Article ID: | iaor201527099 |
Volume: | 56 |
Issue: | 6 |
Start Page Number: | 74 |
End Page Number: | 87 |
Publication Date: | Oct 2015 |
Journal: | Omega |
Authors: | Liu Wenbin, Zhou Zhongbao, Ma Chaoqun, Shen Wanfang, Liu Debin |
Keywords: | statistics: data envelopment analysis, finance & banking |
Data envelopment analysis (DEA) is a non-parametric approach for measuring the relative efficiencies of peer decision making units (DMUs). Many studies have examined DEA efficiencies of two-stage systems, where all the outputs from the first stage are the only inputs to the second stage. Although single-stage DEA models with undesirable input-outputs have been extensively studied, there still lacks of more systematical investigation on two-stage DEA with undesirable variables. For instance, depending on its operating model, even whether an intermediate variable is desirable or undesirable can be questionable for a particular two-stage system.
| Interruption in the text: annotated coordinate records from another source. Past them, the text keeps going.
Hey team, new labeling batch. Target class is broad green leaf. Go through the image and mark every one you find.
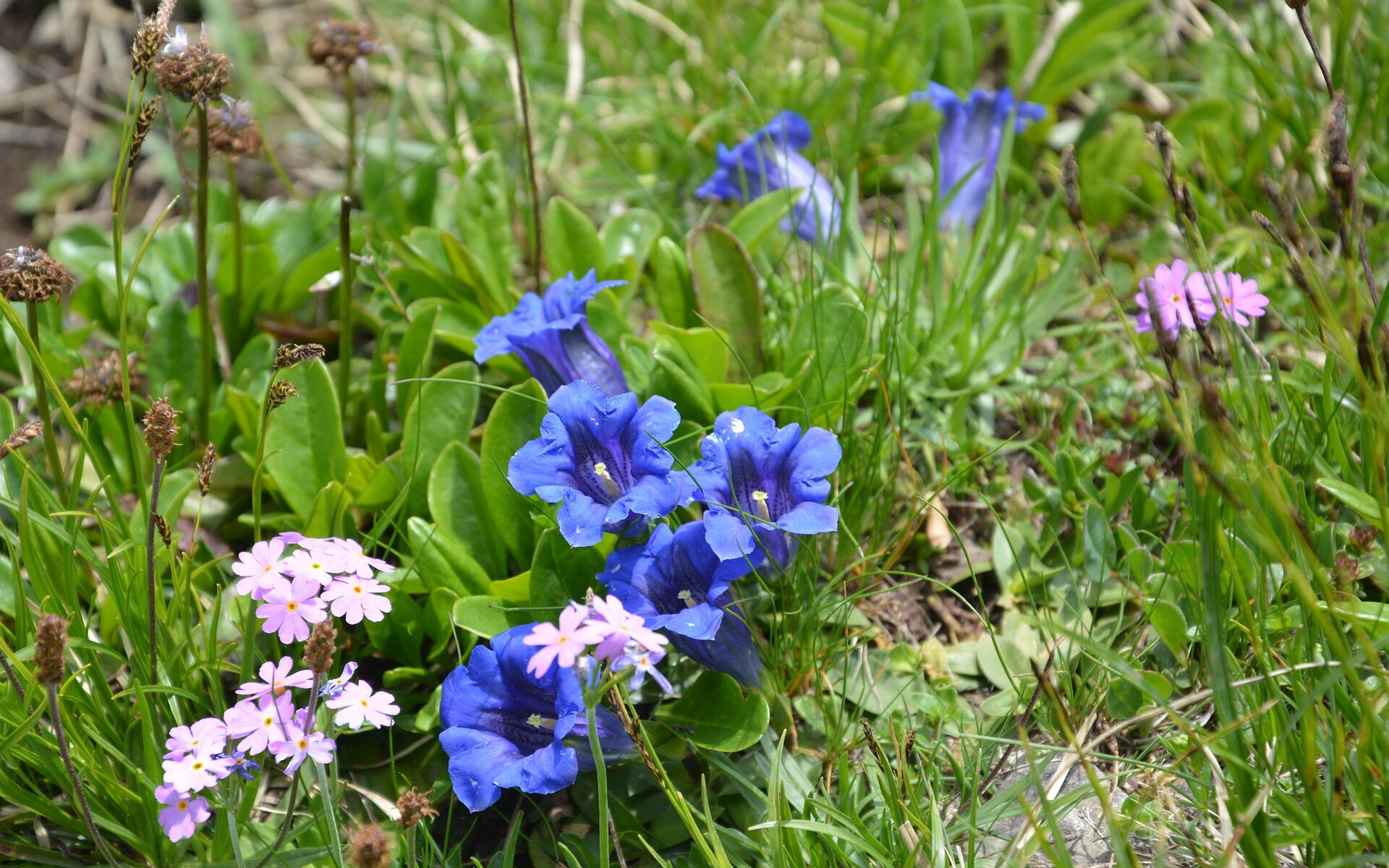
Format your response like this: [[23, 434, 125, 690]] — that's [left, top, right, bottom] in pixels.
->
[[477, 379, 546, 566], [545, 196, 604, 278], [651, 237, 699, 326], [453, 595, 535, 639], [429, 442, 504, 576], [655, 669, 771, 753], [530, 528, 604, 607], [406, 516, 492, 597], [685, 224, 767, 380], [728, 187, 800, 252], [400, 361, 480, 514], [266, 358, 347, 518]]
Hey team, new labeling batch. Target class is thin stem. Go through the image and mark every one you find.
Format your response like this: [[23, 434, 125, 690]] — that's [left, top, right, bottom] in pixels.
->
[[48, 685, 116, 868], [25, 302, 68, 494], [255, 672, 326, 868], [338, 197, 353, 429], [343, 67, 357, 199], [224, 157, 246, 352], [145, 456, 164, 685], [586, 699, 608, 868], [193, 104, 216, 441], [507, 0, 545, 286]]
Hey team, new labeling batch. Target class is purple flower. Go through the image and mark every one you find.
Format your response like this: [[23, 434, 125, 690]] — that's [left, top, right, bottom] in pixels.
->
[[690, 407, 842, 565], [1173, 271, 1268, 326], [912, 82, 1046, 228], [599, 521, 761, 687], [507, 382, 682, 546], [154, 783, 213, 841], [1135, 260, 1214, 335], [439, 624, 632, 811], [472, 271, 628, 396], [694, 111, 841, 243]]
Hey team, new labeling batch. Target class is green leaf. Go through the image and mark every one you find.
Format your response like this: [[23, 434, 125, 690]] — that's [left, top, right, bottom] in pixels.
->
[[266, 358, 347, 518], [530, 528, 604, 607], [651, 237, 699, 326], [545, 196, 604, 276], [429, 443, 504, 575], [655, 669, 771, 753], [1317, 477, 1380, 522], [728, 187, 802, 252], [477, 379, 546, 565], [453, 595, 535, 639], [400, 361, 480, 514], [685, 224, 767, 380], [406, 516, 492, 597]]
Furthermore, most of the existing studies on two-stage systems focus on the case where only the final outputs are undesirable. In this work, we try to systematically examine two-stage DEA models with undesirable input-intermediate-outputs. Particularly, we utilize the free-disposal axioms to construct the production possibility sets (PPS) and the corresponding DEA models with undesirable variables. The proposed models are then used to illustrate some theoretical perspectives by using the data of China's listed banks.